Nachfolgend unternahmen sie noch viermal hintereinander die Reise nach Bristol und zurück, wobei sie in Lissabon nicht mehr anlegten. Auf der Hinfahrt hatten sie Baumwolle, auf der Rückfahrt Waffen geladen.
Tom wurde schon auf der zweiten dieser Reisen zum Steuermanns-Maat, auf der vierten dann zum 2. Steuermann ernannt. Er hatte eifrig und erfolgreich alles rund um die Seemannschaft, die Wettereinschätzung und um die Navigation, die Sicht-, die Koppel-, die terrestrische und die astronomische Navigation, gelernt. Besonders in die astronomische Navigation kniete er sich rein. Sie wurde sein Steckenpferd.

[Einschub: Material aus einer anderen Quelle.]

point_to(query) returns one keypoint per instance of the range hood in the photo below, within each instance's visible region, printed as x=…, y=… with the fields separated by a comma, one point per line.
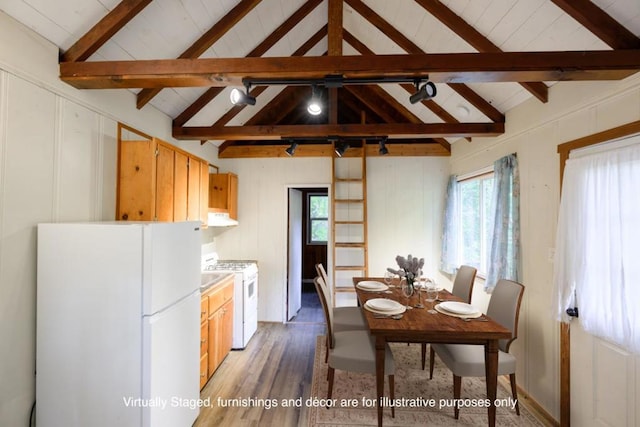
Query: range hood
x=220, y=219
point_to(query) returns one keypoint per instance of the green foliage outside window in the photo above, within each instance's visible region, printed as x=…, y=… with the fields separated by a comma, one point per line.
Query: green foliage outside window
x=318, y=218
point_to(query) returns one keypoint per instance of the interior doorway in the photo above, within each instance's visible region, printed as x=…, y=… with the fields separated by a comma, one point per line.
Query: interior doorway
x=308, y=236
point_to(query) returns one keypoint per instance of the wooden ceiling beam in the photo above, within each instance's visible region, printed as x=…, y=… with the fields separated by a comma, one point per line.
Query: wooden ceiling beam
x=411, y=148
x=255, y=92
x=430, y=104
x=281, y=105
x=441, y=68
x=113, y=22
x=472, y=36
x=410, y=47
x=211, y=93
x=596, y=20
x=393, y=130
x=207, y=40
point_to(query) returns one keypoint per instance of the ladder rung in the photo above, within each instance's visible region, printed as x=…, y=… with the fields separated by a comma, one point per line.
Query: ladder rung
x=348, y=180
x=349, y=267
x=349, y=244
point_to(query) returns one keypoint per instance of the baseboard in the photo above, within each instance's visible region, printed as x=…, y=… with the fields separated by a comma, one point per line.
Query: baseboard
x=525, y=399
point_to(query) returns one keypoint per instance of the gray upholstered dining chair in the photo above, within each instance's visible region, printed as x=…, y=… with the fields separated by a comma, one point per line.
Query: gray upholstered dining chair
x=344, y=318
x=352, y=351
x=462, y=288
x=467, y=360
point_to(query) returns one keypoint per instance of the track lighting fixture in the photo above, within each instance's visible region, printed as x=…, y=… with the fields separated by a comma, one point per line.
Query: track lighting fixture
x=239, y=98
x=383, y=151
x=292, y=149
x=424, y=93
x=341, y=147
x=315, y=107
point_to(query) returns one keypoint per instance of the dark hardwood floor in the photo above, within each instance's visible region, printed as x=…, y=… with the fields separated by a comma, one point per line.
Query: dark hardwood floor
x=277, y=364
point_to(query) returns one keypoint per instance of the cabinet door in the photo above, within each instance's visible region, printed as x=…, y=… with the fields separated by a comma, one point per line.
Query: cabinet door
x=214, y=338
x=181, y=181
x=164, y=183
x=193, y=192
x=136, y=180
x=204, y=191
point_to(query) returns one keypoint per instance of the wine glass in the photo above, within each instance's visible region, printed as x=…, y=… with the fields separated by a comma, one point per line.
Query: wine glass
x=407, y=291
x=418, y=285
x=388, y=278
x=432, y=295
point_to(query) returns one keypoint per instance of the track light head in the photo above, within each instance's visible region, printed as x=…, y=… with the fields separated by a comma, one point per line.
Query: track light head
x=237, y=97
x=291, y=150
x=424, y=93
x=314, y=107
x=383, y=151
x=341, y=147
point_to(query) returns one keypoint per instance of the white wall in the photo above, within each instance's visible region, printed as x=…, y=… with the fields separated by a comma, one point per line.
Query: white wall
x=57, y=163
x=405, y=199
x=534, y=130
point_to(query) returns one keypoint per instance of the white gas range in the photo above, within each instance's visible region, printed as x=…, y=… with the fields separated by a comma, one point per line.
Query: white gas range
x=245, y=296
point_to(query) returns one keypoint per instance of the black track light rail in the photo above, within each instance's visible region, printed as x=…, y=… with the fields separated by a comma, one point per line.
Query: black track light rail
x=333, y=81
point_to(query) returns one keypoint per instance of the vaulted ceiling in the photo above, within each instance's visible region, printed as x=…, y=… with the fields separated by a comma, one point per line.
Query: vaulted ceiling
x=485, y=57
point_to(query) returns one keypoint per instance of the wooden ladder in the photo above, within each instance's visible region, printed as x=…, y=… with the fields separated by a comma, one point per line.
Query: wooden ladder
x=349, y=222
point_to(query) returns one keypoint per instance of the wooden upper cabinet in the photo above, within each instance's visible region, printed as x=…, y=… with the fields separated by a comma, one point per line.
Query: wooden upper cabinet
x=160, y=182
x=136, y=181
x=223, y=193
x=164, y=183
x=193, y=192
x=204, y=191
x=181, y=187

Er schoss in den zwei Jahren zu einer stattlichen Größe von über 1,80 m auf; ein hagerer aber sehniger Schlacks mit jungem, stets freundlichen Gesicht. In den Häfen schloss er sich der Mannschaft, auch schon mal dem Kapitän an und besuchte die üblichen Etablissements. Die dortigen Frauen und Mädchen waren von seiner Männlichkeit sehr angetan.
Immer, wenn sie in Charleston ihr Schiff entluden und beluden, schrieb er Briefe an seine Mutter. In ihren Antworten konnte er ihre Erleichterung darüber, dass es ihm so gut ging, spüren. Sie schrieb viel über das Leben in Norfolk, die Familie und alles, was sie bewegte. Er hatte den Eindruck, sie schütte ihm ihr Herz aus, ihm, ihrem noch so jungen Sohn. Er bekam eine Ahnung, wie geistig vereinsamt sie sein musste, an der Seite ihres ach so strengen puritanischen Ehemanns.